Since the Feckers got old enough to stand on a stool, my life has been one long round of trying to find new hiding places for my precious supplies. A few years ago I realised that my fool-proof system of hiding it in the brussel sprout bag in the freezer was in danger of being discovered (before this the Feckers wouldn't look at any foodstuff that required more than 3 minutes in the microwave).
A solution was sought, and very cleverly came in the guise of a safe.
"Just punch the number in and hey presto" the MD said.
Fantastic! Not only a place to squirrel away all me choc, but also somewhere to store all those things that had now come under the new Fecker rules of 'what's yours is mine, and what's mine is, very definitely, only mine'.
"What was the number again?" I said, late one night.
The MD reminded me.
"It says ERROR" I said.
"Don't be silly" he said, coming to rescue me from my slightly blonde moment.

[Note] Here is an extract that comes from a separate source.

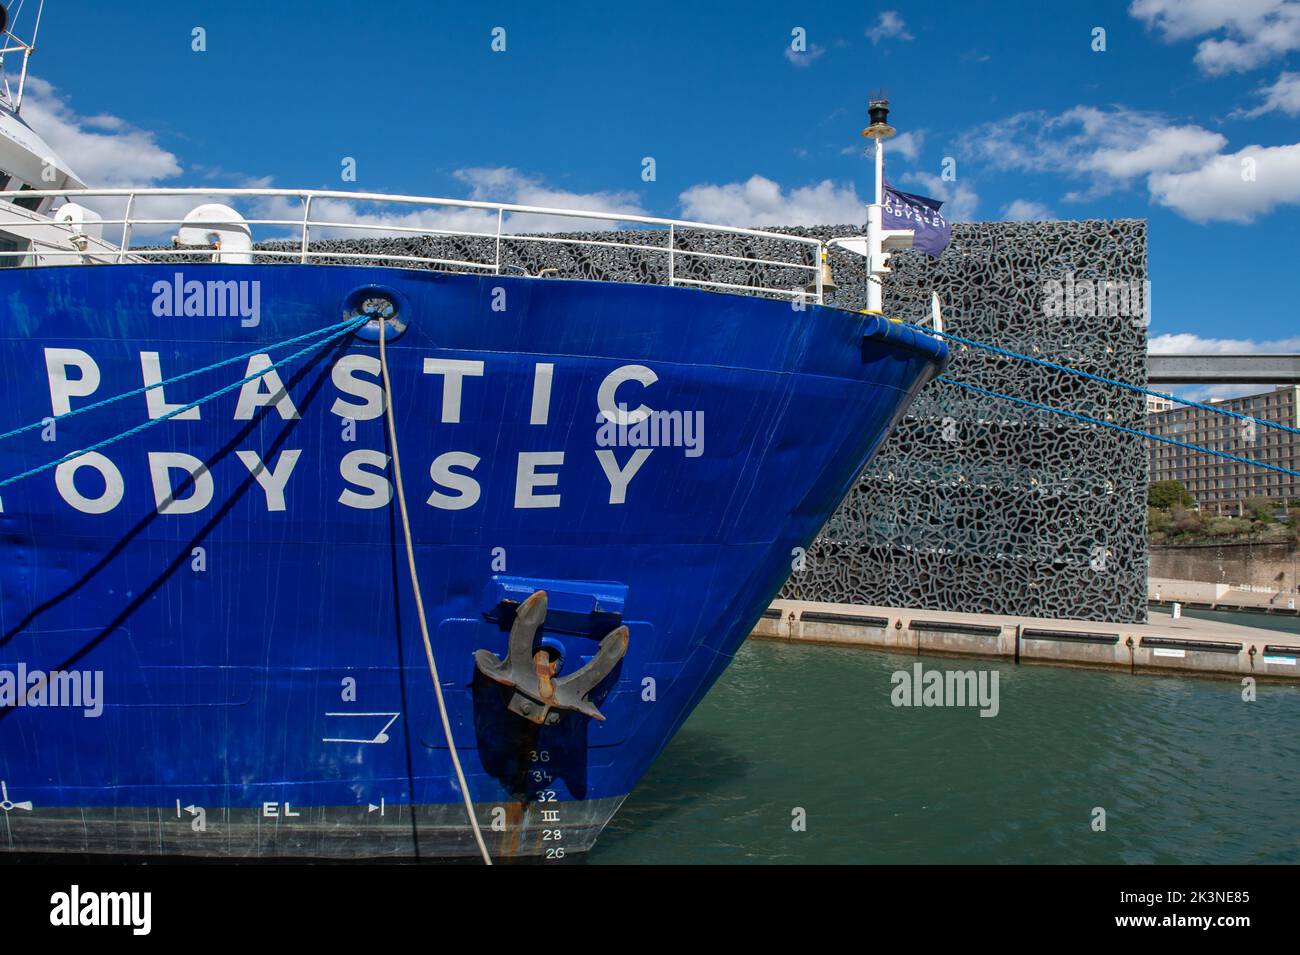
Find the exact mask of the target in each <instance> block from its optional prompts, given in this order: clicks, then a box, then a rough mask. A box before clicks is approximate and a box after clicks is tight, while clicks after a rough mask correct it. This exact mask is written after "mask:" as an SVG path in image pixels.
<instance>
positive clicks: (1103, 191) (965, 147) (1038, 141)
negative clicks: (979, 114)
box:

"Okay, yes, it does say 'error'. You must have changed the number"
There followed a very rude response and then a couple of hours of experimentation with a screwdriver, a nail file and a hammer. There was even a nasty moment with an axe that was tried after we had dropped it off the top patio a couple of times.
To cut a long night short - we ended up phoning a friend who dabbles in locksmithery and he came the following morning to put me out of my misery.
"You put too much in there," he said "there is an internal reset button".
I learned my lesson. My supplies are now safely distributed between my knicker drawer, the breadmaker, the tin marked 'nails' and a, well, not going to say the last one because that is only for me to know!